The output embedding for one layer is input embedding for another i.e. \(A^{k+1} = C^{k}\).
The answer prediction matrix is equal to output matrix i.e. \(W^{T} = C^{k}\).
The question embedding matches the input embedding of the first layer i.e. \(B = A^{1}\).

Layer-wise (RNN-like):

Same input and output embeddings across different layers i.e. \(A^{1} =A^{2} =...=A^{k}\) and \(C^{1} =C^{2} =...=C^{k}\).
Add a linear mapping H (another learnable parameter) to update u between hops i.e. \(u^{k+1} = Hu^{k} + o^{k}\).
This model resembles Memory Network model with the exception that the hard max operations is replaced with a continuous weighing from the softmax.

Training details

The question and input sentences are embedded as bag of words like \(m_{i} = \sum_{j}^{}Ax_{ij}\) and \(u = \sum_{j}^{}Bq_{j}\) (first input representation).
To capture the position of words within a sentence/questions, position encoding is used i.e. \(m_{j} = \sum_{j}^{}l_{j}.Ax_{ij}\) where \(l_{kj} =(1-(j/J))-(k/d)(1-2j/J)\) (second input representation).
Some of the QA tasks requires temporal context, hence the memory vector is modified as: \(m_{i} = \sum_{j}^{} Ax_{ij} + T_{A}(i)\). The ouput embedding is modified in the same way. Both \(T_{A}\) and \(T_{C}\) are learning parameters.
Dummy memories are added to regularize \(T_{A}\) which is referred as random noise.
Another variation is not using softmax layer until the validation loss starts decreasing which is referred as linear start training.
The default value for number of hops for these models is 3.

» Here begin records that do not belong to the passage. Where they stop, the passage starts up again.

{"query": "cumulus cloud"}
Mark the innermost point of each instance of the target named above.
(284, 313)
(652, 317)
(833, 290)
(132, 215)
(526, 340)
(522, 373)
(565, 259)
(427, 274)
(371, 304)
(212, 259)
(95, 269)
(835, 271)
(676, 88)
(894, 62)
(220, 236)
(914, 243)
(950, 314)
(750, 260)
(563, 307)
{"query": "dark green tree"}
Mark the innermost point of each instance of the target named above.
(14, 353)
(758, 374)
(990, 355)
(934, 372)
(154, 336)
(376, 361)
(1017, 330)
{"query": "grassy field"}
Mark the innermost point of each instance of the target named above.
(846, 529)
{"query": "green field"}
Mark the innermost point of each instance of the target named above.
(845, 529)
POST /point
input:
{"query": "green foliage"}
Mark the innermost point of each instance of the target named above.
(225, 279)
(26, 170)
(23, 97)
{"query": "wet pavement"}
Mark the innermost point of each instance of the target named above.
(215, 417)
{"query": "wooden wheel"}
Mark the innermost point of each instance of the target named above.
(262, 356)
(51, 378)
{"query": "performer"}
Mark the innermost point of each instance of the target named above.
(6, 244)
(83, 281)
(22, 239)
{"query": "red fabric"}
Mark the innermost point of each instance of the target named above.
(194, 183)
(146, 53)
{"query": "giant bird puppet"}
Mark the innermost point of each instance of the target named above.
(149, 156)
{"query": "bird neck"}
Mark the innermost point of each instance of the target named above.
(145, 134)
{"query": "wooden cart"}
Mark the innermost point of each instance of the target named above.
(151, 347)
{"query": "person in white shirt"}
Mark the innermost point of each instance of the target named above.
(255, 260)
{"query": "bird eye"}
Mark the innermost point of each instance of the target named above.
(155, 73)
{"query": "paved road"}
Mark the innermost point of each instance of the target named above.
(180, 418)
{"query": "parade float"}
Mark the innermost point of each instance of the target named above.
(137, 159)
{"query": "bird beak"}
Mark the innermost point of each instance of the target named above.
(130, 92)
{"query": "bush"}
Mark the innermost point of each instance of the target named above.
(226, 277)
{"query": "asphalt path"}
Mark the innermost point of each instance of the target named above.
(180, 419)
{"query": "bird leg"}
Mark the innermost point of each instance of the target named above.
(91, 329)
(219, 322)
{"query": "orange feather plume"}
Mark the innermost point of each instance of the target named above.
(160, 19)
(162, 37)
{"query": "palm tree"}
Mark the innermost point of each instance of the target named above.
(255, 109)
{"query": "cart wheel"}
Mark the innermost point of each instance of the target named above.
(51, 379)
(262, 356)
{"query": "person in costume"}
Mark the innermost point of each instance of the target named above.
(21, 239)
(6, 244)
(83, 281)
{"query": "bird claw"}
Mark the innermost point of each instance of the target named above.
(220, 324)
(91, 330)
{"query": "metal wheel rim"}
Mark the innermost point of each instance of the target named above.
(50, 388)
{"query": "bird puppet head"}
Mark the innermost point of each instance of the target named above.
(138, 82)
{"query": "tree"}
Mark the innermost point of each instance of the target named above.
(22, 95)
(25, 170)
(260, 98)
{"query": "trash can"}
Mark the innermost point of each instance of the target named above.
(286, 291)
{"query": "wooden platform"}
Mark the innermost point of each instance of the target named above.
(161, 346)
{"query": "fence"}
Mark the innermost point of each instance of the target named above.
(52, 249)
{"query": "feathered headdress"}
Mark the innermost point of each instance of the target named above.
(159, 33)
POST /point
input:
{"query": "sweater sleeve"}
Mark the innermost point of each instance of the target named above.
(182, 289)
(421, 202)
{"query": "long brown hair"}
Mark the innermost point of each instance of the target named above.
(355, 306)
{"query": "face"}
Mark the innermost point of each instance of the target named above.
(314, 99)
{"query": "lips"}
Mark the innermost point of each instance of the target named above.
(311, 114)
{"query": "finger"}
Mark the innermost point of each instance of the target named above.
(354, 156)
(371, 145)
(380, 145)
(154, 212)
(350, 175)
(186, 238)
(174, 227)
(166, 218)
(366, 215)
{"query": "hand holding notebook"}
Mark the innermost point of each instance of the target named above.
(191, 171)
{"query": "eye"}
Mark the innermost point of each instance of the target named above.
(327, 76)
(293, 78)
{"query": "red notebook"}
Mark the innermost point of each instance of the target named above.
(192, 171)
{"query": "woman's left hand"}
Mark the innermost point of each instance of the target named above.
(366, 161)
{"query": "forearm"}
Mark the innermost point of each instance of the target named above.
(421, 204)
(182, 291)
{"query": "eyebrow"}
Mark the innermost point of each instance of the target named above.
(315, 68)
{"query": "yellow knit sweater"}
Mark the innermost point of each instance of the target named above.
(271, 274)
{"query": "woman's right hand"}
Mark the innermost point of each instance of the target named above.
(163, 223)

How well does the paper perform?

The model was tried on various variants described above with joint training on all tasks and per tasks trainings. These models were compared with MeMNN, MemNN-WSH, LSTM. All variants of the model beats the weakly supervised baseline models.
The position encoding representation performs better than bag of words representation especially on tasks where word ordering is important.
Linear Start helps to avoid local minima. Joint training performs better in all the models.
Jittering the time index with random empty noises gives small but consistent boost in performance.

What interesting variants are explored?

The model (operating on a word level) was applied on a language modeling task with the following changes:

The previous N words and current word in the input sentence are embedded into memory separately.
q is a fixed constant vector (without embeddings) as there is no input query.
ReLU is applied to half of the layer. Layer wise RNN weight sharing is used.
The model closely resembles RNN with the difference that the sequence over which network is recurrent is not in text but in memory hops.
One interesting obeservation was some hops concentrate on recent words while other hops have more broad attention span over all memory locations.

Though performing decently well when compared to baselines, the end to end network memory model still lags behind memory networks trained with strong supervision.

TL;DR

End to end memory network is a recurrent neural network on a large external memory with multiple hops.
The model is trained end to end making it more applicable for general settings.
The model requires less supervision and hyperparameters and still performs better than most of the baseline model on question answering tasks.